Current Projects

Projects encompass diabetes research, research software development, and teaching.

A framework for an open and scalable infrastructure for health data exemplified by the DD2 initiative

This is a software project where we aim to build an open source data infrastructure framework that makes it easier to connect data collectors, researchers, clinicians, and the general public, with the data, documentation, and findings within health studies. We will be creating this framework in such a way that other research groups and companies, who might be unable to adequately invest in building infrastructures of this type on their own, can relatively easily implement it, and modify as needed, for their own purposes. Check out the project website for a detailed description of what we will be doing.

The metabolic consequences of adverse early life conditions and subsequent risk for adult type 2 diabetes

This is my main ‘classic’ research. The aim is to investigate how early life conditions influence adult metabolic capacity and ultimately risk for type 2 diabetes. I’ll be using data from Denmark’s registers and linking to some cohort studies to apply causal structure learning methods to identify pathways between early life, adult metabolic characteristics, and diabetes. There are several sub-projects related to this main project:

  1. Denmark statistics application and study protocol: gitlab.com/lwjohnst/meld-protocol.
  2. R package development for the statistical method: NetCoupler
  3. An analysis of the UK Biobank and InterAct data using NetCoupler to build the pipeline for the data analysis of the register datasets.

Improving data analysis and reproducibility within science

There are several projects that fall under this project heading. The main aim is to make reproducible and open science the default by making it the easiest, simplest, and fastest approach to doing science. These projects fall under (for now) three areas:

  1. Documentation: Create and develop a philosophy (a “manifesto”) to explicitly state how reproducible and open science should be conducted from a practical point of view. Currently (slowly) being developed at rostools/manifesto.
  2. R Packages: Using the manifesto as a guide, to build an ecosystem of tools that automate as many aspects of doing an open and reproducible research project and streamlining many other aspects. An example of one of these packages is the prodigenr package.
  3. Teaching: To integrate the ecosystem of R packages with a set of beginner-friendly and accessible training materials and documentation that future and current scientists can use to learn how to conduct reproducible and open science easily and simply.

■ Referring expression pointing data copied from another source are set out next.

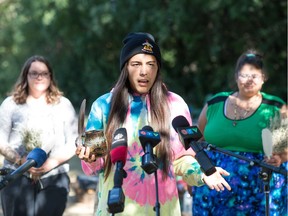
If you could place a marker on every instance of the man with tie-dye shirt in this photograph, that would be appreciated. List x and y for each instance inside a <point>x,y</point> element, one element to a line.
<point>140,98</point>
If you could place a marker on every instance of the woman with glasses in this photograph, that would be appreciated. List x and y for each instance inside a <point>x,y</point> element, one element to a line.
<point>234,121</point>
<point>37,115</point>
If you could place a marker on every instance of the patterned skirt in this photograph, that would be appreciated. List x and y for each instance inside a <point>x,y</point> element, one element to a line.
<point>247,196</point>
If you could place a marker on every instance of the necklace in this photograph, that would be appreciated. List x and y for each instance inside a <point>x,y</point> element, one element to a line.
<point>241,113</point>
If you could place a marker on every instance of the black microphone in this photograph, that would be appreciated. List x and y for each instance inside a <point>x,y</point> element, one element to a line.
<point>189,135</point>
<point>149,139</point>
<point>118,153</point>
<point>35,158</point>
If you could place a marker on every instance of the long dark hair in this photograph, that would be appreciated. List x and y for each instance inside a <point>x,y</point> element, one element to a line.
<point>20,90</point>
<point>160,115</point>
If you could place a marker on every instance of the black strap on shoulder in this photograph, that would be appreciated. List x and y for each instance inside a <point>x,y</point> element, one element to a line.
<point>216,100</point>
<point>272,102</point>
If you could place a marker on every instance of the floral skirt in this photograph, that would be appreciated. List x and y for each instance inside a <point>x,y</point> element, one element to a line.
<point>247,196</point>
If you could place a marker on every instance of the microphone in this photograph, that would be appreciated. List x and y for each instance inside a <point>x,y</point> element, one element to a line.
<point>118,154</point>
<point>189,135</point>
<point>149,139</point>
<point>35,158</point>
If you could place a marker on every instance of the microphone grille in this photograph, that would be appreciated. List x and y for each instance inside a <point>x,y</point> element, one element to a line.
<point>148,128</point>
<point>180,121</point>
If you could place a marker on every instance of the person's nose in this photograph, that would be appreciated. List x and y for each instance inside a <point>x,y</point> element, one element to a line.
<point>143,71</point>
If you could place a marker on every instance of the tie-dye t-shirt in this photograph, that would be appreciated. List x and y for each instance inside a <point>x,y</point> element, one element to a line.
<point>138,186</point>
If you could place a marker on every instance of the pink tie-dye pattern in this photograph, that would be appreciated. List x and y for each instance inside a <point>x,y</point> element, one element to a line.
<point>140,186</point>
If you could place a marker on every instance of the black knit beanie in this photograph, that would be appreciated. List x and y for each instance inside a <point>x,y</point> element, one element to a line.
<point>139,42</point>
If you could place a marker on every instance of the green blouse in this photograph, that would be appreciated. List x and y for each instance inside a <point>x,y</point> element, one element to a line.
<point>245,135</point>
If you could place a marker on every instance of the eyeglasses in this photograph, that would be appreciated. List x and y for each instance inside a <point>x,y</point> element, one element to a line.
<point>255,77</point>
<point>35,75</point>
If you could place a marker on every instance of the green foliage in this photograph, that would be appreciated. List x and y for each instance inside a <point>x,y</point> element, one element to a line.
<point>200,42</point>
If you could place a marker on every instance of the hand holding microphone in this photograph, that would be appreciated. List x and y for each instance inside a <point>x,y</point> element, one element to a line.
<point>189,135</point>
<point>149,139</point>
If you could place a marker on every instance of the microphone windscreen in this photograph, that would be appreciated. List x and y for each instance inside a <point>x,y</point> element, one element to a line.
<point>38,155</point>
<point>180,121</point>
<point>148,128</point>
<point>119,146</point>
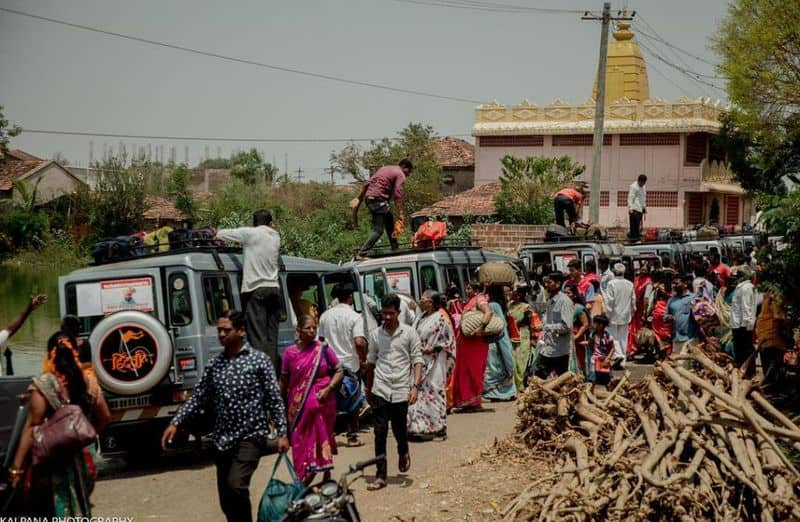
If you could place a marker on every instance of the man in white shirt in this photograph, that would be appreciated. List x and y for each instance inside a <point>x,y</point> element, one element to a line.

Developing and running workshops aimed at teaching researchers modern tools and skills to work openly and reproducibly. For an example of one of these projects, check out the r-cubed teaching material.
    • Other projects related to teaching include two (completed and planned) books of teaching material for Research Software Engineering in R and Python and two books of teaching material for Novice R and Python. See the main website Merely Useful for links to these books.